David Hutchison de l’Université de Brock, professeur d’études éducatifs, décrit les principaux facteurs derrière les pénuries des enseignants dans presque toutes les provinces et territoires.

Un logement limité et un coût de la vie plus élevé ont perpétualement gardé plus d’enseignants de certaines régions, y compris des zones éloignées et rurales, a déclaré Clint Johnston, président de la Fédération canadienne des enseignants (CTF), le groupe national représentant les syndicats de plus de 365 000 enseignants et travailleurs d’éducation.

Pourtant, Johnston dit que les conditions de travail d’aujourd’hui sont celles qui sont derrière les pénuries actuelles, car les enseignants renflouent les carrières d’enseignement traditionnelles de 30 à 35 ans.

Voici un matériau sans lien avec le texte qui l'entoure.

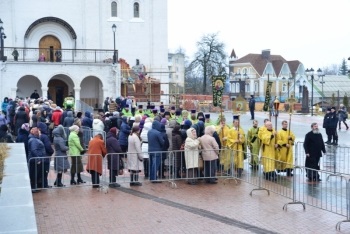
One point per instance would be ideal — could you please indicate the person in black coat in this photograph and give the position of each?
(21, 117)
(113, 159)
(252, 106)
(48, 152)
(22, 137)
(313, 146)
(333, 124)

“Il y a beaucoup de personnes certifiées dans la plupart de nos provinces et territoires, mais … ils ne s’en tiennent pas”, a déclaré Johnston à Vancouver. “Il n’y a pas assez de travailleurs de soutien. Il n’y a pas assez de professeurs… la charge de travail de chacun est devenue intenable.”

Une enquête CTF en ligne l’automne dernier a attiré près de 5 000 réponses des enseignants canadiens, des travailleurs de l’éducation et des directeurs. Bien qu’il ne soit pas statistiquement représentatif des 365 000 éducateurs représentés par les syndicats de ses membres, Ceux qui ont choisi de répondre peignent une image difficile.

Près de 80% des répondants ont déclaré avoir du mal à faire face, 55% avaient subi de la violence ou de l’agression au cours de l’année précédente et 77% ont qualifié les besoins des étudiants de “beaucoup plus complexes” que cinq ans plus tôt.

Les éducateurs constants pivotants ont été forcés de participer pendant le Covid-19, a également fait des ravages, explique le professeur de sciences Bradshaw. Étant donné qu’une leçon pandémique clé était de mieux prendre soin de nous-mêmes, “cela peut signifier s’éloigner du travail stressant… où vous sentez que vous êtes surpris.”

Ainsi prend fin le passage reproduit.